It has been an incredibly interesting week in free desktop-land, in that kind of “interesting like a soap opera” kind of way. I guess it’s not news that different participants have different recollections of the same series of events, but it is a bit sad to see it writ so large on a public stage.

Timing-wise, it’s quite co-incidental, but it’s enlightening (I think) to read Mark Shuttleworth’s latest “Internal competition is healthy, but depends on strong and mature leadership” alongside Mark Wilcox’s “What happened to Nokia?” of a month ago. I’m quite clearly going to side with latter-Mark on this one: internal competition is generally not healthy; in fact, in my experience, it can be of the most damaging things you can do to a group of people. That’s not to say that it’s always a bad thing – to a large extent, it works for the Linux kernel (who I think are a special case in this regard) – but in a community telling someone their contribution isn’t wanted is a hurtful thing. You can see the hurt if you read what Mark S. is saying, it’s both implicit and explicit. Internal competition isn’t a solution to this, though, of course – it’s the equivalent of taking the disagreement outside and settling it mano-a-mano, swapping one hurt for another. It’s a red meat solution, a particularly macho form of solving problems.

For me, from the outside, Gnome 3 has been an example of a particularly successful collaborative project. If you go to gnome3.org and “Try it out”, you’re not downloading a copy of Red Hat / Fedora there – it’s OpenSuse underneath, built on their rather wonderful Open Build Service. All of the design has gone on in public (Hylke’s list of designers was interesting), and as a long-term gnome-shell user (I’ve been using it regularly since Fedora 12 on my Netbook) it’s easy for me to appreciate just how much work has really gone into this system.

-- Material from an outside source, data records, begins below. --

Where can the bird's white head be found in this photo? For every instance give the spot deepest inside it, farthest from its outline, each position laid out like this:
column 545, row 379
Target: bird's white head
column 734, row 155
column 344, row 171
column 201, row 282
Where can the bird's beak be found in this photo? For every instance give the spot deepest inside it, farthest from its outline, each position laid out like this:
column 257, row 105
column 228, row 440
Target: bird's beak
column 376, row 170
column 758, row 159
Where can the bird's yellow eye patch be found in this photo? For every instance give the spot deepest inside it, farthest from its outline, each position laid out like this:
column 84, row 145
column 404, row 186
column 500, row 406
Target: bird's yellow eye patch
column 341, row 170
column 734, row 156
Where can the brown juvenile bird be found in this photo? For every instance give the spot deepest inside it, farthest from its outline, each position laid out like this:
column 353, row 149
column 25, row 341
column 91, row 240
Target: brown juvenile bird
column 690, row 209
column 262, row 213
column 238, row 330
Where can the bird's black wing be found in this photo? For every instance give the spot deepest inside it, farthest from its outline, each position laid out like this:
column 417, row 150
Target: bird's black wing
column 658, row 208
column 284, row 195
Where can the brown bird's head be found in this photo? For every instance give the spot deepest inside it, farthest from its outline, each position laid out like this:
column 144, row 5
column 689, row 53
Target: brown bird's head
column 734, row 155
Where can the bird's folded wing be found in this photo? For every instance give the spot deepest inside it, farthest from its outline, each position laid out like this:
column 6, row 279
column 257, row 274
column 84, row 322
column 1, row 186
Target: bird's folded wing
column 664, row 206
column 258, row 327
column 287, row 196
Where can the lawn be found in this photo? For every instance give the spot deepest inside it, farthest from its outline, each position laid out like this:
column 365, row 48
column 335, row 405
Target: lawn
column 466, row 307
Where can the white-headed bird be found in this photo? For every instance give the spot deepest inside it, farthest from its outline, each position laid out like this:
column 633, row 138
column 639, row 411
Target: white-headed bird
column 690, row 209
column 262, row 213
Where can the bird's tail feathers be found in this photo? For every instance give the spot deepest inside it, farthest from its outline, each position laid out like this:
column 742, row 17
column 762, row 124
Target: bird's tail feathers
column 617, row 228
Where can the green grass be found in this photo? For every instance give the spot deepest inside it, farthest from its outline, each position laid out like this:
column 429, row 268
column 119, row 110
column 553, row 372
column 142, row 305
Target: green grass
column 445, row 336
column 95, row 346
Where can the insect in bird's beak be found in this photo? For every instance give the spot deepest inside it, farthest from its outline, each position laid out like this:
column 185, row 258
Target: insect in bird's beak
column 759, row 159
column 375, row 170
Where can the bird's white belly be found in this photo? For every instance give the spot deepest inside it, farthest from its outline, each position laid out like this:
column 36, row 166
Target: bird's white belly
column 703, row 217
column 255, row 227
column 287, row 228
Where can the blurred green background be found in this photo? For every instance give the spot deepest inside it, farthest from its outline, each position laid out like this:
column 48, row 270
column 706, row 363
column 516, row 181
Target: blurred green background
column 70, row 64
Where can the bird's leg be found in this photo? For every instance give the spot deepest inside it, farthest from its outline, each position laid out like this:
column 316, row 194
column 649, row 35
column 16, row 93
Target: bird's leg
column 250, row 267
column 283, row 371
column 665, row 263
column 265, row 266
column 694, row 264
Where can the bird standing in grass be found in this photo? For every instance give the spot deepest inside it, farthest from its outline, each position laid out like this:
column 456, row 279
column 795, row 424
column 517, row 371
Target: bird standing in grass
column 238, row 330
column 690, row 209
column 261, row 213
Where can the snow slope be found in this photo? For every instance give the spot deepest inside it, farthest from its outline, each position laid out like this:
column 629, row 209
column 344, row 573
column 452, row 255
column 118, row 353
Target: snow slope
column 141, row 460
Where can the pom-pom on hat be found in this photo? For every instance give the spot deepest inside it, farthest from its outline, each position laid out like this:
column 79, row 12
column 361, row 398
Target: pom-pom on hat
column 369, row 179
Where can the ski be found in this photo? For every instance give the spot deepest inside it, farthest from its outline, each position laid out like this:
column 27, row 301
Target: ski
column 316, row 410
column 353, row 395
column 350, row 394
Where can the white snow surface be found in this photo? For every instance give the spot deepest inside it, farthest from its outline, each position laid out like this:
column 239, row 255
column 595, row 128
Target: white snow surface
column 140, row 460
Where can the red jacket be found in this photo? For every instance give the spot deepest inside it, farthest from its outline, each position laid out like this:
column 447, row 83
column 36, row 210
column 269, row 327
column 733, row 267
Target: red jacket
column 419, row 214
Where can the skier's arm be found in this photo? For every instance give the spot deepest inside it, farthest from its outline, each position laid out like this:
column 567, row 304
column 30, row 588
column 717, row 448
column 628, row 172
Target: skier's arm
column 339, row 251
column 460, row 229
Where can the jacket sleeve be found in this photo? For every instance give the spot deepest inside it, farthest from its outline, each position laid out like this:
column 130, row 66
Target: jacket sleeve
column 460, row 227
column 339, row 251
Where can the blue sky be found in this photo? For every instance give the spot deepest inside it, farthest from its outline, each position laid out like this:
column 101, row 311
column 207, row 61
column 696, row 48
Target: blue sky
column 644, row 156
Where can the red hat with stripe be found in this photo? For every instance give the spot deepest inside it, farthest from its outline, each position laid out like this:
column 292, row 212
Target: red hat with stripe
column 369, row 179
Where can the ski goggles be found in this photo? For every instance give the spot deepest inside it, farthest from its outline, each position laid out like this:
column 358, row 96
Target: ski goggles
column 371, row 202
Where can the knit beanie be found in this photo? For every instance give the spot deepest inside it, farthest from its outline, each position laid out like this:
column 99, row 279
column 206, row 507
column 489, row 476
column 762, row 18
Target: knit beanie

Of course, Gnome 3 is not going to be for everyone. That’s ok, there’s KDE (and others). This is another example of where competition isn’t really: sure, you can run the same apps in both desktop environments, but generally users of one are not going to be immensely happy in the other environment (particularly power users). They don’t compete head-to-head in that sense. In the same sense, I think that’s the same thing that happens with distros. Yes, Fedora 15 will almost certainly lose some users because of the default setup. The inclusion of Gnome 3 will irk some, the inclusion of systemd will irk others, and to a large extent it was always thus (pulseaudio, networkmanager, etc.). Again, there are other distros, the Debians, OpenSuses, and even Ubuntus of this world, and to a great extent they really don’t directly compete with each other. Sure, some people move from one to another like they’re changing underwear. I think this is why Fedora can afford to be an adventurous distro, why Debian can’t really afford to put out bad releases, etc. – each to their own.

So, how much competition is too much? Where does the line lay? I don’t think it’s easy to tell. What is clear is that the amount of drama on this issue way, way exceeds the amount it deserves. Owen Taylor has said that including “appindicators” in gnome-shell is still on the table – so in that sense, there is a bit of a fuss about nothing (of course it’s arguable, and hypothetical, that his opinion has changed on this subject).

What is really needed, though, is a much clearer vision of where the desktop ought to be going. Mark S. has said that the Gnome 3 “trajectory” is wrong and has already failed. So where should it go? Where is Unity trying to go? Mark S. has already given up on Gnome, but talks about having Unity and KDE co-ordinate closely via freedesktop.org.

I think what is sad about this is the focus on the differences by the participants. Looking from the outside, gnome-shell and Unity are incredibly similar, and have been since release. Anyone looking at screenshots can see that; they obviously have the same influences. The Unity 2D system is even implemented in QML, which is another variant of Javascript just like gnome-shell’s gjs underpinnings. I find it difficult to believe that one could not be modified without a lot of work to look/behave much like the other. This isn’t a technical dispute.